Bringing up other NIC and making faulty down show packet is not lost by verifying it on esxtop command and selecting option "n"  to see association between NIC and vmkernel port.

NODE2# esxcli network nic up -n vmnic4

NODE2#esxcli network nic list
Name    PCI Device    Driver   Admin Status  Link Status  Speed  Duplex  MAC Address         MTU  Description
------  ------------  -------  ------------  -----------  -----  ------  -----------------  ----  -----------------------------------------------------------------
vmnic0  0000:18:00.0  ntg3     Up            Up            1000  Full    20:04:0f:f0:7c:0c  1500  Broadcom Corporation NetXtreme BCM5720 Gigabit Ethernet
vmnic1  0000:18:00.1  ntg3     Up            Down             0  Half    20:04:0f:f0:7c:0d  1500  Broadcom Corporation NetXtreme BCM5720 Gigabit Ethernet
vmnic2  0000:19:00.0  ntg3     Up            Up            1000  Full    20:04:0f:f0:7c:0e  1500  Broadcom Corporation NetXtreme BCM5720 Gigabit Ethernet
vmnic3  0000:19:00.1  ntg3     Up            Down             0  Half    20:04:0f:f0:7c:0f  1500  Broadcom Corporation NetXtreme BCM5720 Gigabit Ethernet
vmnic4  0000:87:00.0  qedentv  Up            Up           10000  Full    34:80:0d:0f:0a:2c  1500  QLogic Corp.
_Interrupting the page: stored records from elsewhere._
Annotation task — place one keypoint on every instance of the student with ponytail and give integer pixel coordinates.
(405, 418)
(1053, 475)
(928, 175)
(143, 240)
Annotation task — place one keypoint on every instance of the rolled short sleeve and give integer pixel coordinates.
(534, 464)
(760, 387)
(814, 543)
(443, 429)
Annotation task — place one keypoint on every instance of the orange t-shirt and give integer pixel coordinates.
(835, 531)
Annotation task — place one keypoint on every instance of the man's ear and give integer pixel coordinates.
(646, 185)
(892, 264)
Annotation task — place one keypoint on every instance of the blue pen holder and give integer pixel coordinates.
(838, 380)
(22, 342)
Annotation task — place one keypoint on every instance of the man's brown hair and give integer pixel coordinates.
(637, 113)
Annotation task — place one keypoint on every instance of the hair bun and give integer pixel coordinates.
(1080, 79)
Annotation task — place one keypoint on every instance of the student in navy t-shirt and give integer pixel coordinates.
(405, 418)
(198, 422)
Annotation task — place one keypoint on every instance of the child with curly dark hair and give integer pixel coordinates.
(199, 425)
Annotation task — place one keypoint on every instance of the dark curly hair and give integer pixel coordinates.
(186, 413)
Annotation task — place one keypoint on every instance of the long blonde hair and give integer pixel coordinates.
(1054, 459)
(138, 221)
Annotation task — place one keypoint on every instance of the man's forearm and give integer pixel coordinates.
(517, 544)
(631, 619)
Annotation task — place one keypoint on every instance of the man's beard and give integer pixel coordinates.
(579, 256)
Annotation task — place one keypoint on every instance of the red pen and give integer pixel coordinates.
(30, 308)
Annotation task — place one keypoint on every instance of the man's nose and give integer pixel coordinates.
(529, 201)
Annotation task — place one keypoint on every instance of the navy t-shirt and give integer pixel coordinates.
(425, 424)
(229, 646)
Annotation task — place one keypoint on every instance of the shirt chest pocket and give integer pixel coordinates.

QLogic FastLinQ QL41xxx 1/10/25 GbE Ethernet Adapter
vmnic5  0000:87:00.1  qedentv  Up            Up           10000  Full    34:80:0d:0f:0a:2d  1500  QLogic Corp. QLogic FastLinQ QL41xxx 1/10/25 GbE Ethernet Adapter

NODE2#esxcli network nic down -n vmnic5


NODE02# vmkping -I vmk2 192.168.1.111 -c 100 -i 0.005
PING 192.168.1.111 (192.168.1.111): 56 data bytes
64 bytes from 192.168.1.111: icmp_seq=0 ttl=64 time=0.148 ms
64 bytes from 192.168.1.111: icmp_seq=1 ttl=64 time=0.069 ms
64 bytes from 192.168.1.111: icmp_seq=2 ttl=64 time=0.066 ms
64 bytes from 192.168.1.111: icmp_seq=3 ttl=64 time=0.072 ms
64 bytes from 192.168.1.111: icmp_seq=4 ttl=64 time=0.068 ms
64 bytes from 192.168.1.111: icmp_seq=5 ttl=64 time=0.061 ms


NIC was using latest driver.


NODE2#vmkload_mod -s qedentv
vmkload_mod module information
 input file: /usr/lib/vmware/vmkmod/qedentv
 Version: 3.9.31.2-1OEM.670.0.0.8169922
 Build Type: release
 License: QLogic_Proprietary
 Required name-spaces:
  com.vmware.vmkapi#v2_5_0_0
 Parameters:


Workaround:
  • Isolated the faulty NIC in the standard switch with the working NIC. Select "load balancing" setting to "Route based on originating port ID"
  • Moving the faulty NIC to standby.